Closed farling42 closed 10 months ago
That was actually intentional because scaling an image up via HTML does make the image look worse, compared to a proper upscaling with an image editor. On the other hand, scaling down is unproblematic. So I thought keeping the original size of smaller images would be best. Thoughts on the reasoning?
I just cropped some images from a photo and loaded them into the Actor sheets a while ago.
It was only in the past few weeks Thai I noticed they'd changed to small images in the sheet instead of filling the full available box.
I was quite happy with the old up scaling for the images.
It also avoided having to do an extra step of upscaling them up manually - if I was to upscale manually, I would then have to consider what is the best bigger dimensions that might be required.

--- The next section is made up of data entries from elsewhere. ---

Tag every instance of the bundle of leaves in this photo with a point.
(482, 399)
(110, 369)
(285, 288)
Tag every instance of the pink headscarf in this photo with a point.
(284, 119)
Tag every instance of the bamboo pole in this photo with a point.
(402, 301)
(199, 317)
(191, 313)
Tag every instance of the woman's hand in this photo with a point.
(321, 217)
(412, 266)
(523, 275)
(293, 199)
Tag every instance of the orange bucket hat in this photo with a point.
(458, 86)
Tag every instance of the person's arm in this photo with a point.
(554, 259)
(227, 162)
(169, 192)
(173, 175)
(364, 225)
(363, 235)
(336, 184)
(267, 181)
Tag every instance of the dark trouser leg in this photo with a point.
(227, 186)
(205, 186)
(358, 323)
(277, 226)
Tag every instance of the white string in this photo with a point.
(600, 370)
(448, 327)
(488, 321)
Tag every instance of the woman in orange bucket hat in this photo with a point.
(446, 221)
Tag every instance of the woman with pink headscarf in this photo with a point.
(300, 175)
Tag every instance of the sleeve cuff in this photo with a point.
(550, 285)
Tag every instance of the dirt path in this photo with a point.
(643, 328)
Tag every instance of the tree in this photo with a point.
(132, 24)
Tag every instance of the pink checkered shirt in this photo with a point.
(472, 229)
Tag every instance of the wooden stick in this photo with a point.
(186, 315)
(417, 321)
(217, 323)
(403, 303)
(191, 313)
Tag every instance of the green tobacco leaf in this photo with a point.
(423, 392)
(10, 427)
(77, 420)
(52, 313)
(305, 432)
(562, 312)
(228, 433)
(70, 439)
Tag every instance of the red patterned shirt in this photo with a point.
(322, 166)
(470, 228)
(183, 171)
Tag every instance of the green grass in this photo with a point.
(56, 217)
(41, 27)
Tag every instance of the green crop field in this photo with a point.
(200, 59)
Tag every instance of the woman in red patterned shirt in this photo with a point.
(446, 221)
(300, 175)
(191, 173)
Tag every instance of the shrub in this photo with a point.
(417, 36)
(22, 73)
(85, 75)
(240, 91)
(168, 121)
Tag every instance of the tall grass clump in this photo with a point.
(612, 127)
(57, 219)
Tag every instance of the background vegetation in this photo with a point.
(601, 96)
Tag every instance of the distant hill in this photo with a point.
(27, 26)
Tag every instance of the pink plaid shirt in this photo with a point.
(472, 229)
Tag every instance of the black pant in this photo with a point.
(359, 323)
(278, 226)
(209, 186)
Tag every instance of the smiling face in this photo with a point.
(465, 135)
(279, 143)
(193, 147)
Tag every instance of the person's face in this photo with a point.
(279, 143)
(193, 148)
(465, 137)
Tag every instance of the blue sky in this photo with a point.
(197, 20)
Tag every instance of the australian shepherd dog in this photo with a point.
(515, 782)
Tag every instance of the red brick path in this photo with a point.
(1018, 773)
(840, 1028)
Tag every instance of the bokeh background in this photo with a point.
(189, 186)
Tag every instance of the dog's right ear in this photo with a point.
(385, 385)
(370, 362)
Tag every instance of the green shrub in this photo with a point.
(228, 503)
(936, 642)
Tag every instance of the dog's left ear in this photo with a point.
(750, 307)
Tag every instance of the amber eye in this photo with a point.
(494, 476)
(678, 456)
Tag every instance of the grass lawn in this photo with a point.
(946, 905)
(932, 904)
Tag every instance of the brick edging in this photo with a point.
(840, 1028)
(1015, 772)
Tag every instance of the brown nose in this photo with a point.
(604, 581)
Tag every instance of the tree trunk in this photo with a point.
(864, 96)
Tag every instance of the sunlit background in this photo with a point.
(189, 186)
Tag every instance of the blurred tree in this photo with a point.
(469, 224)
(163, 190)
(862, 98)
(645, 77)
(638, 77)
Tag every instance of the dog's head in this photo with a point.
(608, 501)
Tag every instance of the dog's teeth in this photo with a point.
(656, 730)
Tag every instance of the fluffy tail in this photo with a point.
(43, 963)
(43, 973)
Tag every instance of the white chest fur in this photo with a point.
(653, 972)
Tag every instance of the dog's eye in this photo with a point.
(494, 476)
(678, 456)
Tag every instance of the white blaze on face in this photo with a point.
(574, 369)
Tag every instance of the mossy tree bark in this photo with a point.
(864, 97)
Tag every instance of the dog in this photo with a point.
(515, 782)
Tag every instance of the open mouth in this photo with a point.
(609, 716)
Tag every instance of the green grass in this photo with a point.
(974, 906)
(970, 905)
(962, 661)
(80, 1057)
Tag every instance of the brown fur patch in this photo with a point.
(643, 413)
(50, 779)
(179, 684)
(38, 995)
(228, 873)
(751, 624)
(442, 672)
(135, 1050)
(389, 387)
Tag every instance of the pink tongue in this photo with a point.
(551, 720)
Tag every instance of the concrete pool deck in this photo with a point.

Ah, you are talking about the portrait. I thought it was just the logo. I was confused because I only consciously decided that for the logo and I didn’t change that recently. I haven’t noticed it for the portrait, which I did change recently to allow for non-square images. I’ll simply use contain
for both instances, then.
To ensure that the image is large as possible within the allowed box, the CSS should set "object-fit" to "contain" rather than "scale-down".
For one particular game, I've ended up with small images (around 60x60) and it would be nice for them to be scaled up to fit the available box (whilst retaining their original aspect ratio).